## How to treat for out of vocabulary words
* Replace missing words with UNK token
* Too many unknowns will make perplexity lower, 

In [20]:
from collections import Counter

In [21]:
# If count of occurence of a word is less than 3 then it's an unknown for us
vocabulary_target_size = 3

In [22]:
counts = Counter({"happy": 5,
          "because": 3,
          "i":2,
          "am":2,
          "learning": 3,
          ".": 1})

In [23]:
counts

Counter({'happy': 5, 'because': 3, 'i': 2, 'am': 2, 'learning': 3, '.': 1})

In [24]:
vocabulary = counts.most_common(vocabulary_target_size)

In [25]:
# Let's assume this is the final vocabulary
vocabulary

[('happy', 5), ('because', 3), ('learning', 3)]

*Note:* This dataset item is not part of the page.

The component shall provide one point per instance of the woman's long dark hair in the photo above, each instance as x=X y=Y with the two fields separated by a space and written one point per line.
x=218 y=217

## Replacing with UNK token

In [26]:
original = "am i learning".split()

output = []

for word in original:
    word = word if word in vocabulary else "<UNK>"
    output.append(word)

print(f"Original: {original}")
print(f"Processed: {output}")

Original: ['am', 'i', 'learning']
Processed: ['<UNK>', '<UNK>', '<UNK>']


## Add 1-K smoothing
* It does not do anything good, as probability for trigram with know probabilities and with unknown probabilities are the same

In [27]:
def add_k_smoothing(k: int, vocabulary_size: int, n_gram_count: int,
                    n_gram_prefix_count: int) -> float:
    return  ((n_gram_count + k)/
             (n_gram_prefix_count + k * vocabulary_size))

In [28]:
trigram_probabilities = {('i', 'am', 'happy') : 2}
bigram_probabilities = {( 'am', 'happy') : 10}
vocabulary_size = 5
k = 1

probability_known_trigram = add_k_smoothing(k, vocabulary_size, trigram_probabilities[('i', 'am', 'happy')], 
                           bigram_probabilities[( 'am', 'happy')])

probability_unknown_trigram = add_k_smoothing(k, vocabulary_size, 0, 0)

print(f"probability_known_trigram: {probability_known_trigram: 0.03f}")
print(f"probability_unknown_trigram: {probability_unknown_trigram: 0.03f}")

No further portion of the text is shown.